Hi I have been working on the spread between Commonwealth Bank (CBA.ASX) and National Australia Bank (NAB.ASX). I was a bit confused by the performance of my dealing loop so I took out the spread movement from rqHistoricData 1 minute bars using the close and plotted it and also the spread derived from the tick data from reqMktData which is being used to drive my dealing algorithm. They are in the same ballpark but really rather different. The graph shows the position best and can be viewed at this url: http://www.organicfoodmarkets.com.au/bar-n-tick-plots.pdf I am not experienced with this so I wondered if this sort of discrepancy is typical or am I just making a mess of it. If they are typical so it makes setting trigger levels a bit difficult as mine are derived from bar data but implemented by tick data movement. I'm surprised the tick data doesn't fall within the one minute bar so any comments would be of great interest. Am I better to only work with tick data for example? Stephen Choularton PhD, FIoD
tick data and one minute bar data appear out of line (IBrokers)

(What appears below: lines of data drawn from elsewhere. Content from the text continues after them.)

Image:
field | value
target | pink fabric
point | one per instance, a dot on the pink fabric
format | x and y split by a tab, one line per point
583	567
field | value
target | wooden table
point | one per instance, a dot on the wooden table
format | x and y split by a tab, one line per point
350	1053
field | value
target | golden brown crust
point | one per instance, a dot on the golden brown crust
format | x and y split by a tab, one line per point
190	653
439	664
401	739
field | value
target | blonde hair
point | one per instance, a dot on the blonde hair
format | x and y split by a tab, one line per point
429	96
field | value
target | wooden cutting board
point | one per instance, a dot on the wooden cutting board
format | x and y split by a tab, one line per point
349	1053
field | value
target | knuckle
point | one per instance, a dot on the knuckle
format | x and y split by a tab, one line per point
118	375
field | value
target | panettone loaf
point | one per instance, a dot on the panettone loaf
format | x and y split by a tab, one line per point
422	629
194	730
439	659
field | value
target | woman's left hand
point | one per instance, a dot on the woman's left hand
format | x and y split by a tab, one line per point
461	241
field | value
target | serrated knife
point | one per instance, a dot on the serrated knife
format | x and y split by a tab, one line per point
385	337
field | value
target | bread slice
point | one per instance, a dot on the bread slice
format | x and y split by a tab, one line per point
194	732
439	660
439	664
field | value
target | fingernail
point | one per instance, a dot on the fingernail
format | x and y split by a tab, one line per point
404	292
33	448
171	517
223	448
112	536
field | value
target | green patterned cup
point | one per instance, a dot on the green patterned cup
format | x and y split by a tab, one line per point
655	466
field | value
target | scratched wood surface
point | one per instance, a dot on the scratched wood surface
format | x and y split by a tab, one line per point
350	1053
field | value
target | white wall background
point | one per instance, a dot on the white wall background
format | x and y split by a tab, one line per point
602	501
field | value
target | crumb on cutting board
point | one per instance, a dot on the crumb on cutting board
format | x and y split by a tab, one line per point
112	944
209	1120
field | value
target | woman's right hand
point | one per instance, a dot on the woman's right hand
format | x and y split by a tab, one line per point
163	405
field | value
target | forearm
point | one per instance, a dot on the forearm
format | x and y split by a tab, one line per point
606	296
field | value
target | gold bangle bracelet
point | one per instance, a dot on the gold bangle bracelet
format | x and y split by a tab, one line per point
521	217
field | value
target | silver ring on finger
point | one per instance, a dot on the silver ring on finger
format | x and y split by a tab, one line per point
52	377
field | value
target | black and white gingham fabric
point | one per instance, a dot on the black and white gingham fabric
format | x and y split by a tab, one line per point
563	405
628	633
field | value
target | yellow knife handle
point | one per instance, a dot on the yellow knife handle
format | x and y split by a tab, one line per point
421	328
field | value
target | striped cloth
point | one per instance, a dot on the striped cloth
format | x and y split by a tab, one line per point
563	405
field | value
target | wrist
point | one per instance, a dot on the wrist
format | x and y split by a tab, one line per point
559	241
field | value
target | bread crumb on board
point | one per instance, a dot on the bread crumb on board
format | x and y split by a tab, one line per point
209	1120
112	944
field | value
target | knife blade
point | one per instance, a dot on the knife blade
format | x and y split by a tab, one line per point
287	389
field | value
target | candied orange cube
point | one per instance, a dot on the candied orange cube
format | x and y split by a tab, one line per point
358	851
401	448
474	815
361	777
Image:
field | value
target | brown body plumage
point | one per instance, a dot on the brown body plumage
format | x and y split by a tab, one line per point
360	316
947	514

4 messages · Joshua Ulrich, Stephen Choularton
On Thu, Mar 3, 2016 at 9:38 PM, Stephen Choularton
<stephen at organicfoodmarkets.com.au> wrote:
Hi I have been working on the spread between Commonwealth Bank (CBA.ASX) and National Australia Bank (NAB.ASX). I was a bit confused by the performance of my dealing loop so I took out the spread movement from rqHistoricData 1 minute bars using the close and plotted it and also the spread derived from the tick data from reqMktData which is being used to drive my dealing algorithm. They are in the same ballpark but really rather different. The graph shows the position best and can be viewed at this url: http://www.organicfoodmarkets.com.au/bar-n-tick-plots.pdf
The 1-minute close price is a (potentially very small) sample of all the price changes that occur in a given minute interval. The fact that they're similar is likely because the price wasn't moving much during the hours in your plot. If prices were moving a lot, I wouldn't expect them to be very similar at all. If you look at the tick data versus the high-low range, you should see that all the tick prices fall within that range for every aggregate interval.

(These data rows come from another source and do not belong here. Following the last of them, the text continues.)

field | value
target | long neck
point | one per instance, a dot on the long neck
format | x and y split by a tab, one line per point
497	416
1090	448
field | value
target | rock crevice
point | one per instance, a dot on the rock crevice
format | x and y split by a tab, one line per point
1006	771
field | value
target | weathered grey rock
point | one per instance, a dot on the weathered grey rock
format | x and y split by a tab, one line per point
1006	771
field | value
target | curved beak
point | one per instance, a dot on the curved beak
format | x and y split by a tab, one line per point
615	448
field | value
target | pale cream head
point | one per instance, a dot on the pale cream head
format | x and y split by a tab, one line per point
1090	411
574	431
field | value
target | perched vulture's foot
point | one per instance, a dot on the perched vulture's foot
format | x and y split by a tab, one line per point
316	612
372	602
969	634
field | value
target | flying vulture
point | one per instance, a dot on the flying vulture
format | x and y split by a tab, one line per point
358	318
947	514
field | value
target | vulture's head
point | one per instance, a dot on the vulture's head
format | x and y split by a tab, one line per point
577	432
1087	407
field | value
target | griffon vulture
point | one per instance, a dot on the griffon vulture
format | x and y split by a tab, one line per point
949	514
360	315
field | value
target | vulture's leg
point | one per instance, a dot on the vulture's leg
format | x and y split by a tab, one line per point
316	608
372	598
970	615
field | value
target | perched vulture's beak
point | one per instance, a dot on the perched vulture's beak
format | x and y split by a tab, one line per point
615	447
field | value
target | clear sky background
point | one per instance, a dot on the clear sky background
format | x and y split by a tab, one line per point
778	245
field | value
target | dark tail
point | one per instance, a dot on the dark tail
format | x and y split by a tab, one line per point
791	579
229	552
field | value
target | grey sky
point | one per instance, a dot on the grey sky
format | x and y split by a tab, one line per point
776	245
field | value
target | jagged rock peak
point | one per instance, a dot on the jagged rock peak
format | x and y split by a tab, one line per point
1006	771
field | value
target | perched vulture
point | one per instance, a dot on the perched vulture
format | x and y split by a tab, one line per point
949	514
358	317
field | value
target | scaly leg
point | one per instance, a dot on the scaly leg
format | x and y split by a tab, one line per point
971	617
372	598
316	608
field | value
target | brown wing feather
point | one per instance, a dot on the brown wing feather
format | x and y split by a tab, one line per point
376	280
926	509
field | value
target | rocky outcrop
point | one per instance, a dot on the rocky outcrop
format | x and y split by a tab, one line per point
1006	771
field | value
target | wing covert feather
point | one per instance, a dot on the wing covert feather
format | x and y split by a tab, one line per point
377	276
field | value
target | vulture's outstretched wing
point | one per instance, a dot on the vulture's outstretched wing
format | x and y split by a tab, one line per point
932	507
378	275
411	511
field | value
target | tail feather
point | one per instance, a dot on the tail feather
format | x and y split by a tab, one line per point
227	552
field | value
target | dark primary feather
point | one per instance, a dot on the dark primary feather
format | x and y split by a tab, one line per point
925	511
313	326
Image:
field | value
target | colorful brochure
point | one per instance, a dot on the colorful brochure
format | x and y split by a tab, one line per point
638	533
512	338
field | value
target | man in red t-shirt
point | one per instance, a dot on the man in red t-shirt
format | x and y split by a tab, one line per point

I am not experienced with this so I wondered if this sort of discrepancy is typical or am I just making a mess of it. If they are typical so it makes setting trigger levels a bit difficult as mine are derived from bar data but implemented by tick data movement. I'm surprised the tick data doesn't fall within the one minute bar so any comments would be of great interest. Am I better to only work with tick data for example? Stephen Choularton PhD, FIoD
_______________________________________________ R-SIG-Finance at r-project.org mailing list https://stat.ethz.ch/mailman/listinfo/r-sig-finance -- Subscriber-posting only. If you want to post, subscribe first. -- Also note that this is not the r-help list where general R questions should go.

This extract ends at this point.